Oh, Rebecca, save me, save me
, I scream in my head and suddenly she swings round to face us and sees him with his hand tight on my neck and the other hand ready to swing the heavy hairbrush at my skull. I see my horror reflected in her eyes and want to vomit.
‘My Physics teacher told me I wasn’t working hard enough,’ Rebecca says, clear as a bell. ‘I’ll be in detention if I don’t pull my socks up.’
He drops me and goes for her. The usual words. Failure. Shame. Maggot. Filth. I cover my ears and run from the room, upstairs to hide. I wish I wouldn’t. One day I’m going to hide that hairbrush and the strap. I’m going to stop him in his tracks. But for now I let my sister take my beating.
What else has she taken for me over the years? What does he do to her while I run away and hide? Like millstones my parents grind at her, circling, pushing, relentlessly
punishing her for sins we don’t even know exist. When I stop to look I see that each year she is a little smaller, as if a little bit more has crumbled away. One day there may be nothing left, just dust motes dancing on a scrap of light. Who will catch me then? Who will save me when I fall?
Finally it’s over and she inches up the stairs and across the hall carpet on her stomach, a dying moth. I help her up and on to her bed.
‘I’m sorry,’ I whisper. She nods and her eyes close. I can hear her heart pounding, see it fluttering against her ribs, but she gathers her clothes around her and buries herself in the blankets. She hides her body, even from me. I hate to watch her suffering and stare out of the window. He beats her harder than he would me and that’s another reason I should never have asked her for help, but I sit beside her and stroke her hair. Blood has clotted on her scalp and I fetch a cloth and try to wipe it away.

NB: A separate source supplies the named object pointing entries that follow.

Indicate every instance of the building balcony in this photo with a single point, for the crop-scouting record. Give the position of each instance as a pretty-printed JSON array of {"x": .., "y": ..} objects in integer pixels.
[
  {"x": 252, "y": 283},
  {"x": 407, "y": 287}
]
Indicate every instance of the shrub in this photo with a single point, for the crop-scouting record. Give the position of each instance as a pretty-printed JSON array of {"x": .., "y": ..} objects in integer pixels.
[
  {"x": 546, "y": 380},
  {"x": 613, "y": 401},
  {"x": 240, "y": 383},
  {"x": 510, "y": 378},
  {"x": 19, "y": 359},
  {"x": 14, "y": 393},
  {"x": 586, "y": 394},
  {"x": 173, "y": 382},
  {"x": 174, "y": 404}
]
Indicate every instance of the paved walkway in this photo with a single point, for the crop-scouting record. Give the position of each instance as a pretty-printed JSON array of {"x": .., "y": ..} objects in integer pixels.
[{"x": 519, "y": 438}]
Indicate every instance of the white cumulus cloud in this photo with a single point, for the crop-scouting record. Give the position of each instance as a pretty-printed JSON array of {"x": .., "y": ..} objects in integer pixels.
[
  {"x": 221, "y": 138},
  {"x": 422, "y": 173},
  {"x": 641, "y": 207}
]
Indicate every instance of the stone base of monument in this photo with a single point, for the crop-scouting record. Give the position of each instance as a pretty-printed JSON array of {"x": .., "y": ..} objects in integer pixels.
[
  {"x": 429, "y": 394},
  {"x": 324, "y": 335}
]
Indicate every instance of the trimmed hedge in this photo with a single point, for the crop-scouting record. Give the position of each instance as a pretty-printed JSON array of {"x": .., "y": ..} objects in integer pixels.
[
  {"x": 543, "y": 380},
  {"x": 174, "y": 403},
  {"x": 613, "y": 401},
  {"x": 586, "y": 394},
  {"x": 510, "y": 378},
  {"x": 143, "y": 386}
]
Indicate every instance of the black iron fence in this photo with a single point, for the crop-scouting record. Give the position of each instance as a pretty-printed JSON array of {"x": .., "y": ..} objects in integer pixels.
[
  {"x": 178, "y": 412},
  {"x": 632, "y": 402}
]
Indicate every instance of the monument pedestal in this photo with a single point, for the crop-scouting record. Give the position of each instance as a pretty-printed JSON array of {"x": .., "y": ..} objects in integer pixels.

He never says sorry. He just pretends nothing ever happened. We’ve never dared fight back, not yet. I know what would happen if we did.
I remember being twelve and Granny is there. They’re fighting and shouting and he is holding Granny by the neck and screaming into her face, she’s telling him to calm down, pleading with Mother to call the police, and then he shoves her into the wall and pushes her out of the vicarage so hard she falls on the step in a heap, and he slams the door behind her. I don’t want to remember the rest.
Neither of us goes to college on Tuesday. Rebecca feels
too bad and I don’t want to leave her alone. Usually he’s clever with his fists and never leaves a mark where it might be spotted, but this time, well, he didn’t seem to care. I think he was enjoying it too much to mind. He knows he can lie it all away, anyhow. He’s done it before. I ask if I can get her anything but she says not. By lunchtime I’m bored hanging round our room with nothing to do, and with Rebecca who’s lying mute in bed, so I sneak downstairs and poke around the kitchen for something to eat. As I’m rummaging Mrs Sparks bustles in.
‘Oh, hello, dear.’
‘Hi.’ I smile even though I don’t want to. Mrs Sparks is annoying.
‘I’ve just been helping your father with the church arrangements for this month. He’s popped out now. What are you doing at home? It can’t be study leave already, can it? You’ve only just started up there!’